Adding to the risk equation is the potential antitrust issues that may arise from participation in an ACO, specifically with regard to the ability to jointly negotiate fees without incurring antitrust liability for price fixing. While the federal government did establish some safe harbors, Dr. Miller said, participating providers will have to be vigilant to ensure that they remain within the boundaries set or face investigation.[pagebreak]
In the meantime
In all likelihood, it will take a while for CMS to review the comments it received on the proposed rule and make revisions based on them. Then it will be a couple of years before ACOs are fully implemented.
“Most dermatologists would be wise to take a wait-and-see approach,” said Dr. Edison, who views the proposed rule as more of a work in progress than a fait accompli. “There is still opportunity for all of us to have an impact on the final rollout of this new payment methodology,” she said. Dermatologists can impact the process by weighing in through the AADA and their local medical societies.
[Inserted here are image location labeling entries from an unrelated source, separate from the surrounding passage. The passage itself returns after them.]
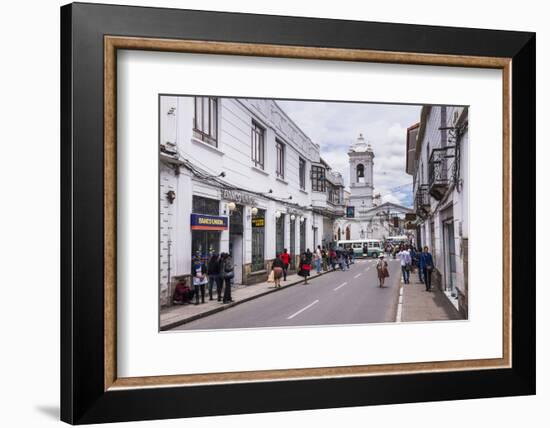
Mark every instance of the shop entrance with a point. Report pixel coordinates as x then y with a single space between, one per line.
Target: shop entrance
450 256
236 243
236 251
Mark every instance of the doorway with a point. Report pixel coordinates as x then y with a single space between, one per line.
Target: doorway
236 229
236 251
450 256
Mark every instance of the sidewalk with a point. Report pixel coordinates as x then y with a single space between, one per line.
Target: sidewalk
176 315
420 305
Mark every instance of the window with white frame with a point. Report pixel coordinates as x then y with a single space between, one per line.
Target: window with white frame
318 178
302 173
258 141
280 169
205 123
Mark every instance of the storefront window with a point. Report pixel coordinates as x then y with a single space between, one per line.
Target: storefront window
292 248
205 242
206 206
279 234
258 240
303 236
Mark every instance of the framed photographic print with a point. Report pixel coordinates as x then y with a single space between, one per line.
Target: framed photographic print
291 213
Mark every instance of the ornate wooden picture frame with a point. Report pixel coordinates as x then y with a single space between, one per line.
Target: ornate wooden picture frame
91 390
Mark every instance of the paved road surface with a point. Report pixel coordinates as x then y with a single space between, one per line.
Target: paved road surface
349 297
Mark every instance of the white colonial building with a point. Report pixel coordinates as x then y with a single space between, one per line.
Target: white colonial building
437 159
239 176
365 218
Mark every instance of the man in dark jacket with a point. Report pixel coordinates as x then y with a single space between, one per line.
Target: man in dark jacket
228 274
198 272
213 270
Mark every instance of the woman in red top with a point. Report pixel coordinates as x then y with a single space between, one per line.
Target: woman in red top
285 258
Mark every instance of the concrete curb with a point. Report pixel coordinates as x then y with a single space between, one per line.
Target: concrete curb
224 307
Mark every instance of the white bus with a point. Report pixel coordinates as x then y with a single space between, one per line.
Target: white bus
363 247
397 240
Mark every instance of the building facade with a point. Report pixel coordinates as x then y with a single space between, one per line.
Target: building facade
365 218
440 183
238 176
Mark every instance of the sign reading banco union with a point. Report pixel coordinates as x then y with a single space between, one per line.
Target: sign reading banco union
236 196
258 222
208 222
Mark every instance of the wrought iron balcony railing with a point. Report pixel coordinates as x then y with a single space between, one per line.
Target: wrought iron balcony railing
441 169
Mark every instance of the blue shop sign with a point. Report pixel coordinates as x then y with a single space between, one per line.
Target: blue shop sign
208 222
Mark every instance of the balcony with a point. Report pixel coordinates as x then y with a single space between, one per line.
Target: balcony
422 200
441 168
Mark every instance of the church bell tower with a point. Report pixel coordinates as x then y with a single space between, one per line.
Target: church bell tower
361 175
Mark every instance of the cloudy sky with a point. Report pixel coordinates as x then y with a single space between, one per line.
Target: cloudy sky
335 126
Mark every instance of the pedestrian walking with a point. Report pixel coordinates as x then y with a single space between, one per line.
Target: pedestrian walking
405 261
305 267
382 270
333 258
213 270
351 255
318 258
277 266
182 293
324 257
426 264
199 278
341 260
309 257
228 274
285 258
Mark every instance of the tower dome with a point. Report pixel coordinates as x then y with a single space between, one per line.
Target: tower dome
361 145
“Right now, it’s more about paying attention to the trends occurring in your area,” Dr. Wisco added. As ACOs start forming, he said, look at their performance over the next few years. “It’s simply about gathering information now because the rules for specialists are so unclear.”
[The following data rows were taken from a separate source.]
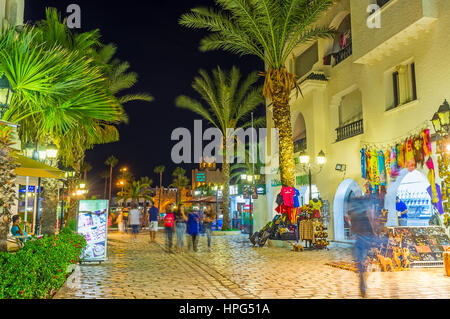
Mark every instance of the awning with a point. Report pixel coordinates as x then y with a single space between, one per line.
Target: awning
32 168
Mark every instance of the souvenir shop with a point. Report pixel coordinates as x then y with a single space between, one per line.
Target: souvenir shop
402 181
304 225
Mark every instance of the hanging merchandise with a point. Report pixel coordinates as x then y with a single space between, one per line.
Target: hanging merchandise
410 162
381 168
431 179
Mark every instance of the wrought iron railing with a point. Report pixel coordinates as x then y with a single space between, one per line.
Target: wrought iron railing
300 145
350 130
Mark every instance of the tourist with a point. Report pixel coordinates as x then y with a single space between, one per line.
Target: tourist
153 213
134 220
169 223
402 211
208 219
359 211
193 226
16 230
180 223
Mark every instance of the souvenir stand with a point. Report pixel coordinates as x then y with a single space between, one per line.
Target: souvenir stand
304 226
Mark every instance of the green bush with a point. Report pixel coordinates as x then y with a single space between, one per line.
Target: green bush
39 269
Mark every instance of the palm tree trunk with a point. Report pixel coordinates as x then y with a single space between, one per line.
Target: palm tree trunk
226 225
282 119
49 206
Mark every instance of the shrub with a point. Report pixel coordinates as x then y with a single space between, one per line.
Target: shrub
39 269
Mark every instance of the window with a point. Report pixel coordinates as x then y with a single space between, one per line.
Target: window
305 61
401 85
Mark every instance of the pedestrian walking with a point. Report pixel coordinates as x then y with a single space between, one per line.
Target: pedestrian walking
134 219
180 223
153 214
169 223
120 224
208 219
193 227
360 213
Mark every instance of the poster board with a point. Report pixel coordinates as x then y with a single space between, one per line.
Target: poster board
93 225
426 244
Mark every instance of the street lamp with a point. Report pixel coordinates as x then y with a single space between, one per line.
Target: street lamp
305 161
5 95
441 119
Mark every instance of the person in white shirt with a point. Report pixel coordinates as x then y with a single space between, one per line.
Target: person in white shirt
135 220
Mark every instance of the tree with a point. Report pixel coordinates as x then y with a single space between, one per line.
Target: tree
229 102
111 162
7 185
160 170
180 182
270 30
135 191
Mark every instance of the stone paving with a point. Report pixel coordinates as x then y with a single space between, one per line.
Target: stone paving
234 269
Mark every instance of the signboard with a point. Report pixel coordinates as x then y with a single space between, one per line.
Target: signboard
93 225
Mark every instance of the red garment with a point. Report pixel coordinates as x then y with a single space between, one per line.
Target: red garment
288 196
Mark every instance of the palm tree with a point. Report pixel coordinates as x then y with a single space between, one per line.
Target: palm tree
160 170
229 102
105 175
180 181
8 188
270 30
135 191
111 162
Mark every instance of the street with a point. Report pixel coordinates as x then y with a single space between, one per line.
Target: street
234 270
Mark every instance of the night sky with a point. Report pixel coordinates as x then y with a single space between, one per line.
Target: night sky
166 57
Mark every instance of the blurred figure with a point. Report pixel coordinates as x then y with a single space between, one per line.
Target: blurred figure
180 224
169 223
153 216
360 214
208 218
193 228
135 220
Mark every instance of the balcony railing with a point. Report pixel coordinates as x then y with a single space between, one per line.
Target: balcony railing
350 130
300 145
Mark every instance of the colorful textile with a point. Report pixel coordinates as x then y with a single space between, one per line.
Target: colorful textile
394 171
288 196
381 168
431 179
363 164
426 142
410 162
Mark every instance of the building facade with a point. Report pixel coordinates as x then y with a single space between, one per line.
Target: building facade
379 81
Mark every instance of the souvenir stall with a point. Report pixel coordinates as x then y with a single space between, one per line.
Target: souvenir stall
304 226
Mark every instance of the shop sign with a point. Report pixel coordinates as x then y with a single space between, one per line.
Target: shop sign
93 225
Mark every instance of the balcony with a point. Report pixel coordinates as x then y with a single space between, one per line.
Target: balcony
350 130
300 145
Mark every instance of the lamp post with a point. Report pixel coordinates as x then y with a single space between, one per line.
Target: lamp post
6 94
305 161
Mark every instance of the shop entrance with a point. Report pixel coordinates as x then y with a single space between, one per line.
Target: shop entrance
412 189
346 190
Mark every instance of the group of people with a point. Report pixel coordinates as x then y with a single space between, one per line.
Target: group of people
176 220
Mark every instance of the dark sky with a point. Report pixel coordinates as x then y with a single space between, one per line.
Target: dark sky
166 57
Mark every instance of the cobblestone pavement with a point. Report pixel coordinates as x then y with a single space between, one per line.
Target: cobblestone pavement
234 269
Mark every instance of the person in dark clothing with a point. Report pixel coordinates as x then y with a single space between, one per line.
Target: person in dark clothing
360 212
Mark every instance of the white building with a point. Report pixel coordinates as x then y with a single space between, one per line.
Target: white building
352 102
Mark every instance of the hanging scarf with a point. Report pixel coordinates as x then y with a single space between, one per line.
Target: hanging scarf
394 166
400 156
426 142
381 168
363 164
387 162
431 179
409 156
Dermatologists don’t have to worry that there isn’t a place for them in ACOs, Wasserman said. “It’s a question of how you position yourself to play and how much risk you’re willing to take on.” The key is clinical integration, that is, working more closely with physician colleagues than in the past, for example, by collaborating to develop and implement care coordination guidelines and quality measures. “If you do those kinds of things, you will be well positioned for whatever kind of structure comes out of the final federal regulations,” he concluded.
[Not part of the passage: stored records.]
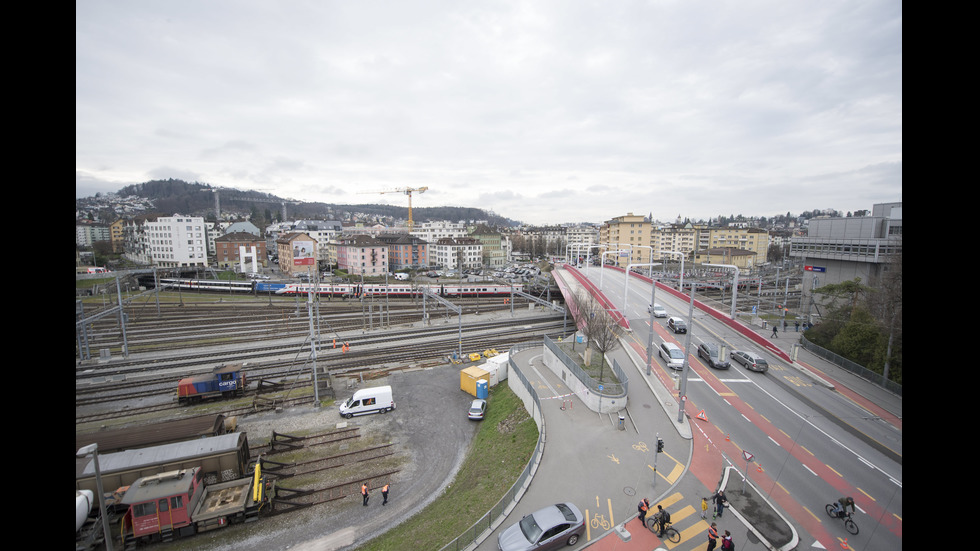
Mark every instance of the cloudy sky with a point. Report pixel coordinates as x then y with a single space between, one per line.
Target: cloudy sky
544 111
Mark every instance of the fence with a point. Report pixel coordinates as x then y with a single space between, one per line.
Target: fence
854 368
498 512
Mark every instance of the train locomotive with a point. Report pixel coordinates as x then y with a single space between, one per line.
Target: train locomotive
224 381
179 503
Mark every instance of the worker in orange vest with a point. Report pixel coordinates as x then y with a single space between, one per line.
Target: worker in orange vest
642 509
712 536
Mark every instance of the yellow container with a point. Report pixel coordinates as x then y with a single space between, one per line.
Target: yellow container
469 376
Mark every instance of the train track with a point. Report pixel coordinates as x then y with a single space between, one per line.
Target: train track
114 388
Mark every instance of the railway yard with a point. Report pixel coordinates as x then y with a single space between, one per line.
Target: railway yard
313 460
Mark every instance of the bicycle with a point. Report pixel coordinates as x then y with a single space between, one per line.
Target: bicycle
849 523
670 533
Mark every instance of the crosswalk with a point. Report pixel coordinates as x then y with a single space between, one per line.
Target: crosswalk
686 519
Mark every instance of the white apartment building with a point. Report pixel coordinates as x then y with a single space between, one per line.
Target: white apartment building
177 241
456 253
430 232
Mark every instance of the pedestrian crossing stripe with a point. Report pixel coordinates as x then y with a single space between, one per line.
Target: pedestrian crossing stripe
688 534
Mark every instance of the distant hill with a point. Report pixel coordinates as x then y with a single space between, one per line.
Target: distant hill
170 196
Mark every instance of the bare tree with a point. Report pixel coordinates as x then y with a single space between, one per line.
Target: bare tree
599 328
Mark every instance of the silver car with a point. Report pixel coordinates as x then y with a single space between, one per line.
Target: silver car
554 526
478 409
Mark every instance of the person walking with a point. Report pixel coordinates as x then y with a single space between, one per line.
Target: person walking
712 536
720 501
642 509
727 544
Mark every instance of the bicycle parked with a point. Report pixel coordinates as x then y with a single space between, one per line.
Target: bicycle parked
848 519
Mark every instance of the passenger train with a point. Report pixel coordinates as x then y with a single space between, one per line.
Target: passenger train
345 290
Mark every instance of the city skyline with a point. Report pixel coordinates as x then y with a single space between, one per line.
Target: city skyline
544 113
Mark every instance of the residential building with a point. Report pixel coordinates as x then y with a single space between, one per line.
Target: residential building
405 251
176 241
362 255
297 253
229 248
494 249
628 234
453 253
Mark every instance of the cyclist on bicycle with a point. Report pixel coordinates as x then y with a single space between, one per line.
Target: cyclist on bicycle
840 506
662 518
AADA comments on proposed rule
The American Academy of Dermatology Association submitted comments on the proposed rule for the Medicare Shared Savings Program and accountable care organizations on June 6. The organization’s comments noted “a major oversight in the rule any acknowledgement or explanation of CMS’ vision of the role of specialist physicians in an ACO,” and said that “if specialists are intended to be a real part of these new delivery systems, more specific discussion of their role must be included in the final rule.” The AADA also commented on issues related to quality measurement, information technology, the manner in which expenditure benchmarks are set, retrospective assignment of patients to ACOs, and the withholding of performance payments to offset future losses. The full comment letter is available online at www.aad.org/member-tools-and-benefits/practice-management-resources/health-system-reform-resource-center/accountable-care.